Week of March 25, 2019 / 20 Adar II 5779 Being an Educator: A Lifelong Learning Journey
Exceptional educators constantly reflect, listen, and seek to learn more about best practices from research and observing their colleagues. PASECC educators are no exception; they are never content simply to rewind what they have done in the past. Rather, their goal is always to tap into both the interests of their students and what is occurring in the world. Studies of buildings and construction are prominent in the ECC right now as we gear up to move back home.
Pam and I have met with each teacher during the past two weeks. Following their meetings, they all have assessed their fall personal goals and revised them integrating our observations and suggestions to match their current stage of development. All of our educators agree that not only are all of our students growing daily but also, as teachers we are on a lifelong learning journey. As administrators, we are invigorated when we witness the thought processes of our teams.
As a staff, we have been talking about all manner of interesting topics, including gunplay in the classroom, gender identity, and ways to use sustainable art materials. We did a deep dive into read-alouds and examining our daily practices around reading aloud.
I am aware of and have spoken at length about the importance parents of young children attach to learning to read. I have also stood strong on the research that children develop the ability to read along a range analogous to that of walking and talking. In early childhood, the focus needs to be on reading aloud to children: what, when (how often), how, and why?

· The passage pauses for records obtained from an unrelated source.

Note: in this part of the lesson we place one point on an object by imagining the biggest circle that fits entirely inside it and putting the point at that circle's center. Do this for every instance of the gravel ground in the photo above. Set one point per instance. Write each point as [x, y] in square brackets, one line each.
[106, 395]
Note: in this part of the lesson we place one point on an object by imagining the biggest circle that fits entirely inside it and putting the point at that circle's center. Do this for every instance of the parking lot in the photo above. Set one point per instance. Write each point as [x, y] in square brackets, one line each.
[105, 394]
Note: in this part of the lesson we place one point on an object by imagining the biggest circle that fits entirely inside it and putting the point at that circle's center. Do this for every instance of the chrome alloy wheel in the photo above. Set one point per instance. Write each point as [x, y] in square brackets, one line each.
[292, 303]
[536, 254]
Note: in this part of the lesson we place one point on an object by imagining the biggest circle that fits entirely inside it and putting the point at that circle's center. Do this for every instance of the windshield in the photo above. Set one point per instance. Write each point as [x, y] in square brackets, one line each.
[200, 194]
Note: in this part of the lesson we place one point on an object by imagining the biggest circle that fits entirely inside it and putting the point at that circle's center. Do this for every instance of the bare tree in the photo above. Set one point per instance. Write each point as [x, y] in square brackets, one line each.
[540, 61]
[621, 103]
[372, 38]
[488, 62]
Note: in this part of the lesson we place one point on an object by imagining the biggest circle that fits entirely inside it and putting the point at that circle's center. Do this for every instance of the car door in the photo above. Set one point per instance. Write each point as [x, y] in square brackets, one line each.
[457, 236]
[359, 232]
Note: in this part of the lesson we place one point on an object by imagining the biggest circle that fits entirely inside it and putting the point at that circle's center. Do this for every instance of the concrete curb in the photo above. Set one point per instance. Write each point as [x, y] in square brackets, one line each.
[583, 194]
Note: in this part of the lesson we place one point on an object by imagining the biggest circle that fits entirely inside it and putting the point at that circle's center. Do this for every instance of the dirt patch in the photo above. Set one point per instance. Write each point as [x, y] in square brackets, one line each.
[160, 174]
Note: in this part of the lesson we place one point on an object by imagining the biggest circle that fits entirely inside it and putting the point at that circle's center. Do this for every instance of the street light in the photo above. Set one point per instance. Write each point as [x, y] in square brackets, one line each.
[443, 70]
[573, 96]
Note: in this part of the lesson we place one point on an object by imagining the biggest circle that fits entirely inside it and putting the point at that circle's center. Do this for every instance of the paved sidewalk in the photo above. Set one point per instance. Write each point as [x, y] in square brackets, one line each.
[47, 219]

All educators in the ECC agree that reading aloud to our students at least once a day is a mainstay of our practice. As a staff, we recently reviewed the goal of read alouds.
What? and Why? It is important for educators to plan ahead when selecting books to read aloud to the class or small groups. A book may reinforce a study that the children are engaged in or learning about Jewish holiday. At times, teachers choose books that relate to social emotional goals such as kindness or sharing. Whatever the purpose, educators choose carefully which books will be read during the course of the week.
When? Read alouds happen at multiple points during the day. A 1:1 read aloud may help a child transition into the room in the morning. A read alouds may help a small group of children who are waiting for the next activity. Read alouds are valuable in both small group and whole group learning times to illustrate messages and concepts.
Reading the same book multiple times uses a story to teach multiple skills. A book may be read aloud to children purely for enjoyment. That same book can be read at another time to emphasize character or setting. A third or fourth time, the book can be read for vocabulary enrichment or to activate a child’s ability to visualize without showing the pictures.
How? Any time we read aloud to children we want to make the experience an interactive one. That doesn’t necessarily mean pausing on each page to ask comprehension questions. While asking children questions is one part of literacy development, inspiring children to ask their own questions may be even more critical to their higher level thinking. Reading using different intonations and voice helps to bolster comprehension. Picking and choosing passages to read that illustrate certain concepts is another great technique. The endless variety of ways one can read the same story shows that how you read a story greatly influences the impact you will have on a child’s understanding of the material.
I hope you remember this glimpse into our recent professional development discussions the next time you read to your child at bedtime. Even if your child asks for the same story you have read every night for the past year, try to see it in a different light. Take it for a new spin to activate different learning pathways; the results are exciting and important.